Bugs is a field guide to specimens collected from the history of computing. Each entry is illustrated, dated, taxonomized, and described in the voice of someone who finds the particular causes interesting and the consequences instructive. The project takes its visual cue from naturalist field guides, which is the form best suited to things that are at once technical, peculiar, and worth a closer look.

The catalog grows when a specimen earns its page. There is no fixed count, no target number. A bug enters the guide when there is a clean story to tell about it and a diagram worth drawing.

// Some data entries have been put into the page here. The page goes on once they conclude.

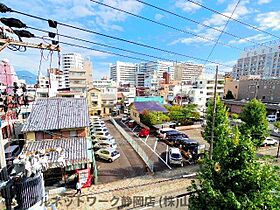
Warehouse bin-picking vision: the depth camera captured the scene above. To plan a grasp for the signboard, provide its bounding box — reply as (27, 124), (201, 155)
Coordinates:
(76, 168), (91, 188)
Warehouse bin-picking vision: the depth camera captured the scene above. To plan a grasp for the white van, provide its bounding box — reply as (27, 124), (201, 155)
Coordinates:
(169, 147), (183, 166)
(267, 115), (277, 122)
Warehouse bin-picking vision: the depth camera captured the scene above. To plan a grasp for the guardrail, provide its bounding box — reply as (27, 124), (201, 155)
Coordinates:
(110, 116), (154, 172)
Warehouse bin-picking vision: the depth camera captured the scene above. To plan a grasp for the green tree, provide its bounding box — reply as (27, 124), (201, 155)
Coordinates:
(274, 121), (280, 129)
(225, 90), (234, 99)
(204, 97), (231, 146)
(240, 99), (269, 147)
(189, 128), (280, 210)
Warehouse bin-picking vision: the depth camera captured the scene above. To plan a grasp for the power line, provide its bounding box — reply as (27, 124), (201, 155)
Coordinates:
(135, 0), (270, 46)
(27, 26), (224, 71)
(90, 0), (244, 51)
(28, 26), (175, 62)
(9, 10), (232, 68)
(205, 0), (240, 64)
(186, 0), (280, 39)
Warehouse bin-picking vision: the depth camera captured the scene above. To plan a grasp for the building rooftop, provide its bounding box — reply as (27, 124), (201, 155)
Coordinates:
(22, 98), (89, 132)
(133, 101), (168, 113)
(22, 138), (92, 168)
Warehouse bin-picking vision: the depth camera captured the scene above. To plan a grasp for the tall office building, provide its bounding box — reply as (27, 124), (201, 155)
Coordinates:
(109, 61), (137, 86)
(174, 63), (203, 84)
(232, 41), (280, 79)
(62, 53), (92, 92)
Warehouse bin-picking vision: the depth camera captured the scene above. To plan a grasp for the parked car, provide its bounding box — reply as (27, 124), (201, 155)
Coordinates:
(91, 121), (105, 127)
(93, 142), (117, 151)
(138, 128), (150, 138)
(262, 137), (278, 146)
(92, 136), (116, 144)
(267, 115), (277, 122)
(90, 116), (101, 121)
(127, 120), (137, 128)
(90, 127), (108, 133)
(5, 145), (21, 165)
(95, 148), (120, 162)
(168, 147), (183, 166)
(91, 131), (112, 138)
(122, 115), (128, 122)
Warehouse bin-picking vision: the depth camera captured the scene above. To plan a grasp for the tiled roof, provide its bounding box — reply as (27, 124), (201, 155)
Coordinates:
(22, 98), (89, 132)
(133, 101), (167, 113)
(22, 138), (91, 168)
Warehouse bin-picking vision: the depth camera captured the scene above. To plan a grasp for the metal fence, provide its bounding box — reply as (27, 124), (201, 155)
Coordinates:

The selection is curatorial. The criteria, loosely held: the bug had to be real and well-documented; the cause had to be specific and explicable in a paragraph; the consequences had to be either instructive, funny, or both. Aerospace tragedies sit next to PostScript printing failures. A moth sits next to a missing overbar. I did not attempt to be comprehensive. I attempted to be good.

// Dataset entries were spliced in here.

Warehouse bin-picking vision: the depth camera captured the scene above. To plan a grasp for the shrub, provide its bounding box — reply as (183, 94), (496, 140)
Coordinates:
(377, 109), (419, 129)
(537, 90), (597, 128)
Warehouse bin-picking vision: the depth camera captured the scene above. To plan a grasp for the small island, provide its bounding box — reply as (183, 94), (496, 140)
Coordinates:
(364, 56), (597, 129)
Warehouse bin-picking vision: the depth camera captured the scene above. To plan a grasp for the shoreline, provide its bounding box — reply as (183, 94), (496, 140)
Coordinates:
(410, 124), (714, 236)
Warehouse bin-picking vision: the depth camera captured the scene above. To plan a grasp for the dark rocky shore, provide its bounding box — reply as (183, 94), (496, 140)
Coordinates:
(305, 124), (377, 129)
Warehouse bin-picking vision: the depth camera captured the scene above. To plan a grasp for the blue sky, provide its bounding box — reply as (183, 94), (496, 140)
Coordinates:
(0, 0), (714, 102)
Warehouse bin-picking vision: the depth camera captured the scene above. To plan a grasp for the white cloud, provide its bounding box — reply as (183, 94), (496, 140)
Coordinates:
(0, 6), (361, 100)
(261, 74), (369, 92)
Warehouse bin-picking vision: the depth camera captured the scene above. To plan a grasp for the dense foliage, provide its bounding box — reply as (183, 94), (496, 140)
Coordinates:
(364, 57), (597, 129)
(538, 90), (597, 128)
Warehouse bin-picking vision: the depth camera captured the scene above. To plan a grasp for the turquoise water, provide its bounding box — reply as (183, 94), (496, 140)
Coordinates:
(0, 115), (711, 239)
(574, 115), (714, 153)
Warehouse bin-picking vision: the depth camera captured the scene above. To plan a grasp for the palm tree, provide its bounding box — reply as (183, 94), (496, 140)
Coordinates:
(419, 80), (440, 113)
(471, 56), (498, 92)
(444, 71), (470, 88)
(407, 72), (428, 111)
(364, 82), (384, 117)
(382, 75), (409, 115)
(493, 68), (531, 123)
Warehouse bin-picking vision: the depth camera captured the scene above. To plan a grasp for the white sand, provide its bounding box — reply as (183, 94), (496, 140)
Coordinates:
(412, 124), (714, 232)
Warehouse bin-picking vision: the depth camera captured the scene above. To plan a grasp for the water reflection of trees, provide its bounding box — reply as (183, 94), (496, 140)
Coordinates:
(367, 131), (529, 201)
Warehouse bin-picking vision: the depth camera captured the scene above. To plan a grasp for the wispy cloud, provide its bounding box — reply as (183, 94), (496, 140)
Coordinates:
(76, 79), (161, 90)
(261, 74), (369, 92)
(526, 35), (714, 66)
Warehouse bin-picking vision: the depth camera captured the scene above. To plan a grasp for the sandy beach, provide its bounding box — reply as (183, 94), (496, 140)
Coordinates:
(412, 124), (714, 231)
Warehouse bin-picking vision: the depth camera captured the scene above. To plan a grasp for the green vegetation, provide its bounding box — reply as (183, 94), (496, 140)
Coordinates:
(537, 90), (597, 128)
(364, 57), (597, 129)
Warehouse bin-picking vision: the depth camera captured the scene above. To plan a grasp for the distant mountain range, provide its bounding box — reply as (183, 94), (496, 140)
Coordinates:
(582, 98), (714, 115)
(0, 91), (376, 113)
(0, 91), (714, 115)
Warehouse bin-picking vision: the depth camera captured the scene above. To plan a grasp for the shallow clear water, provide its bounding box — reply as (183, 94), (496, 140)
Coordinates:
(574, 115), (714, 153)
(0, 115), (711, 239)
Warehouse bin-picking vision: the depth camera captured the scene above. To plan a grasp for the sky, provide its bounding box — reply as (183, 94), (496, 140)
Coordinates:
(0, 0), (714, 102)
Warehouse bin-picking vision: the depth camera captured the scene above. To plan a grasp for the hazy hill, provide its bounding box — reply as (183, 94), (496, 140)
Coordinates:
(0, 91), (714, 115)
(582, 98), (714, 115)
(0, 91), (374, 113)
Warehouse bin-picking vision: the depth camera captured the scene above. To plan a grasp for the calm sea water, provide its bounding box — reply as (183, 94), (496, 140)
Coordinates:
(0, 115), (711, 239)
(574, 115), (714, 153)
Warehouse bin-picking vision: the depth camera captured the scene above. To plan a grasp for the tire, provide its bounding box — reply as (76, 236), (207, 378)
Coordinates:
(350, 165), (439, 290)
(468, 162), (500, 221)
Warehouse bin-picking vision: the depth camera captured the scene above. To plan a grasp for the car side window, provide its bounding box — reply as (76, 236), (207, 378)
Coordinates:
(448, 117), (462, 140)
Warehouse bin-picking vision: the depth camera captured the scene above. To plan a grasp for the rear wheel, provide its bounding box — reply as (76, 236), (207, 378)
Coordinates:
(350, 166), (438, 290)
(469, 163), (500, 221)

Each diagram is drawn from scratch as inline SVG. Nothing is generated, nothing is borrowed. The illustrations exist because the bug stories are usually told without them, and a good drawing is occasionally more honest than a paragraph.

Sources for every claim are linked at the foot of each entry. If you find an error, the repository is on GitHub and pull requests are welcome, though the catalog itself is curated rather than open.

Compiled and illustrated in 2026 by Mario A. Ruiz.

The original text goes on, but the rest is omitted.